Dogs yawn even when they only hear the sound of their owners doing the same, researchers have found.
A study found that nearly half of all dogs yawned when played a recording of a human being making such a noise.
But when the yawn played belonged to their owners, the canines were five times more likely than if the voice belonged to a stranger.
The researchers said it was further proof that dogs empathize with their owners and understand what they are going through.
In her report behavioral biologist Karine Silva, the lead researcher, said: ‘These results suggest that dogs have the capacity to empathize with humans’.
Previous studies have found that dogs are among the few non-human animals to yawn – others include macaques, baboons and chimpanzees.
When somebody ‘catches’ another person’s yawn it has long been taken as a sign you understand what they are going through – and are tired as well.
To see if canines do the same researchers from University of Porto in Portugal tested 29 dogs which had lived with their owners for at least six months.
They recorded the owners yawning and played the recordings to their dogs, along with the yawn of an unfamiliar woman and a control sound, which was a yawn noise played backwards.
The dogs were given two sessions one week apart and the number of yawns for each noise was monitored.
The results showed that when dogs heard their owners they were by far more likely to yawn than under any other set of circumstances.
Scientists who were not involved in the study said it gave new insight into human and dog relations.

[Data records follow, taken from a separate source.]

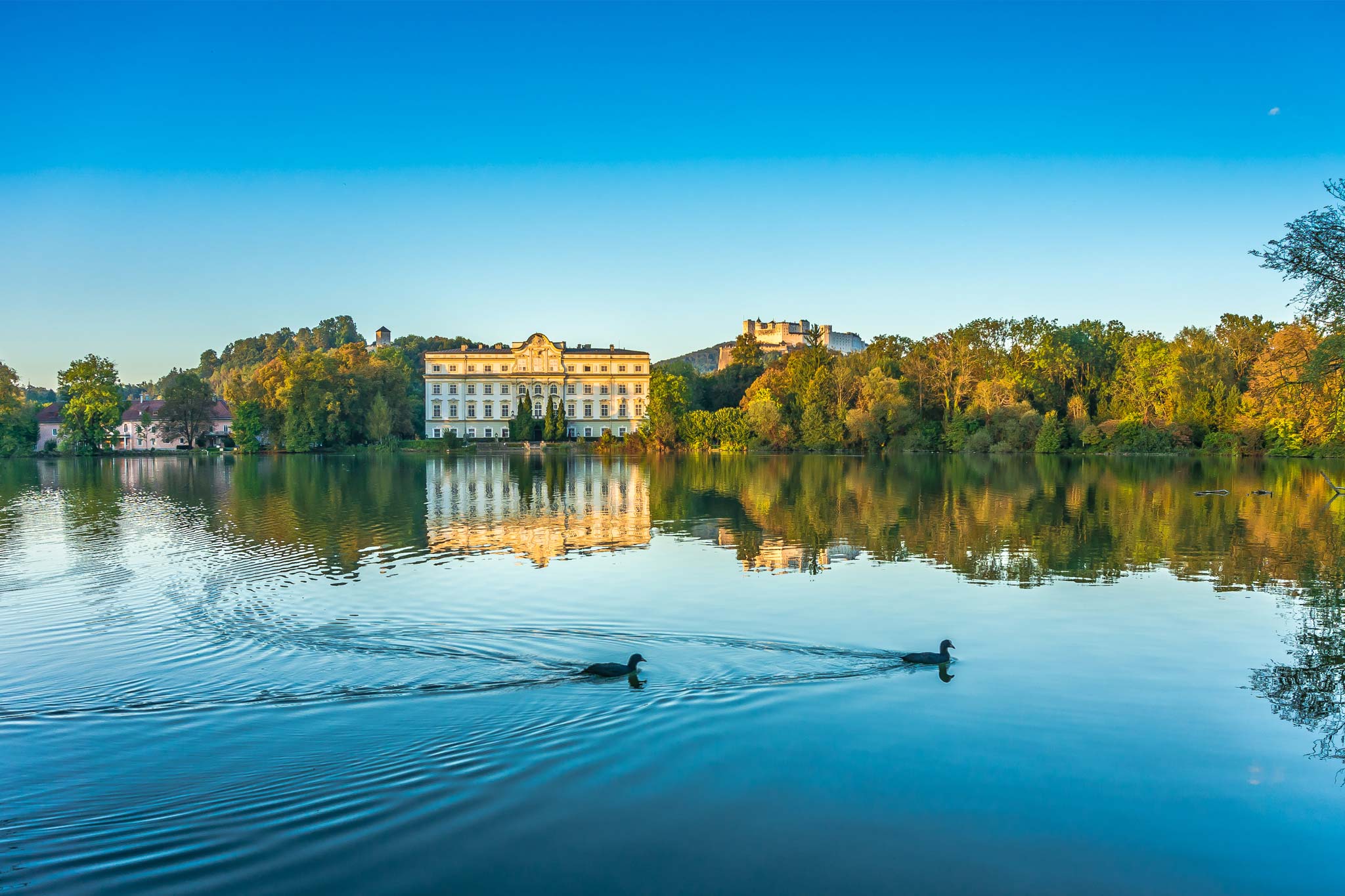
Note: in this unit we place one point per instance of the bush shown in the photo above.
(1051, 436)
(1222, 444)
(979, 442)
(1283, 438)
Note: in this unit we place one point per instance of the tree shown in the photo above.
(18, 418)
(747, 351)
(1051, 437)
(1313, 253)
(92, 403)
(697, 429)
(187, 408)
(523, 422)
(380, 421)
(665, 409)
(732, 429)
(821, 425)
(248, 426)
(767, 419)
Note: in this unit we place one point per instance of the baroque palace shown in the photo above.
(472, 393)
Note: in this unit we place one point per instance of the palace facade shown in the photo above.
(472, 393)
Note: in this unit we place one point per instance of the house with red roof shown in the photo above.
(133, 435)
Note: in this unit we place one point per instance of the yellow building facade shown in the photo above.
(474, 393)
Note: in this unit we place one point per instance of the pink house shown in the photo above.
(132, 435)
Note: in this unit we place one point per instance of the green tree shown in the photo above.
(1051, 437)
(732, 429)
(18, 417)
(380, 421)
(92, 403)
(248, 426)
(747, 351)
(665, 409)
(523, 423)
(821, 426)
(187, 408)
(1313, 253)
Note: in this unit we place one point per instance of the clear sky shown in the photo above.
(174, 178)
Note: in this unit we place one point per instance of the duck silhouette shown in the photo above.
(615, 670)
(931, 658)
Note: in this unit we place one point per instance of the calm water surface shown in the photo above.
(354, 675)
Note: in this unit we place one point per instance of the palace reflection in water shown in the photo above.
(1024, 522)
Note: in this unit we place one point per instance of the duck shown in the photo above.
(931, 658)
(615, 670)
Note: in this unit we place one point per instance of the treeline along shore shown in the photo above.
(1238, 385)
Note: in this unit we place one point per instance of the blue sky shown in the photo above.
(178, 177)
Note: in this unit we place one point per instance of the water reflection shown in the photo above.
(537, 508)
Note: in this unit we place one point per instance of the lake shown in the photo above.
(349, 673)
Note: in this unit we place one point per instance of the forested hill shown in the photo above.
(705, 360)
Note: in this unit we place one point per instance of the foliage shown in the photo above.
(18, 416)
(1051, 437)
(187, 408)
(665, 409)
(92, 403)
(248, 426)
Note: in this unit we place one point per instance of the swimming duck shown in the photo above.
(931, 658)
(615, 670)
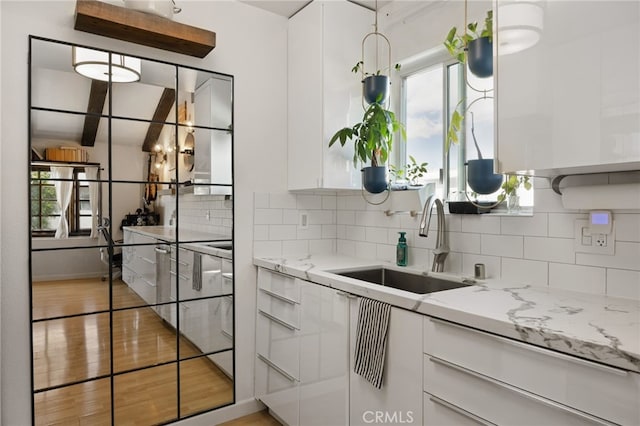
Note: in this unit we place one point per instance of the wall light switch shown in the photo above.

Evan McLean, a Ph.D. student at Duke University’s Canine Cognition Center in Durham, North Carolina, told Science Now: ‘This study tells us something new about the mechanisms underlying contagious yawning in dogs.
‘As in humans, dogs can catch this behavior using their ears alone’.
But Ádám Miklósi, an ethologist at the Eötvös Loránd University in Budapest, raised a note of scepticism and said that previous studies showed dogs looked guilty even when they were not.
He and said: ‘Using behaviors as indicators will only show some similarity in behavior, but it will never tell us whether canine empathy, whatever this is, matches human empathy.
‘Dogs can simulate very well different forms of social interest that could mislead people to think they are controlled by the same mental processes, but they may not always understand the complexity of human behavior.’
The research will be published in the July issue of Animal Cognition.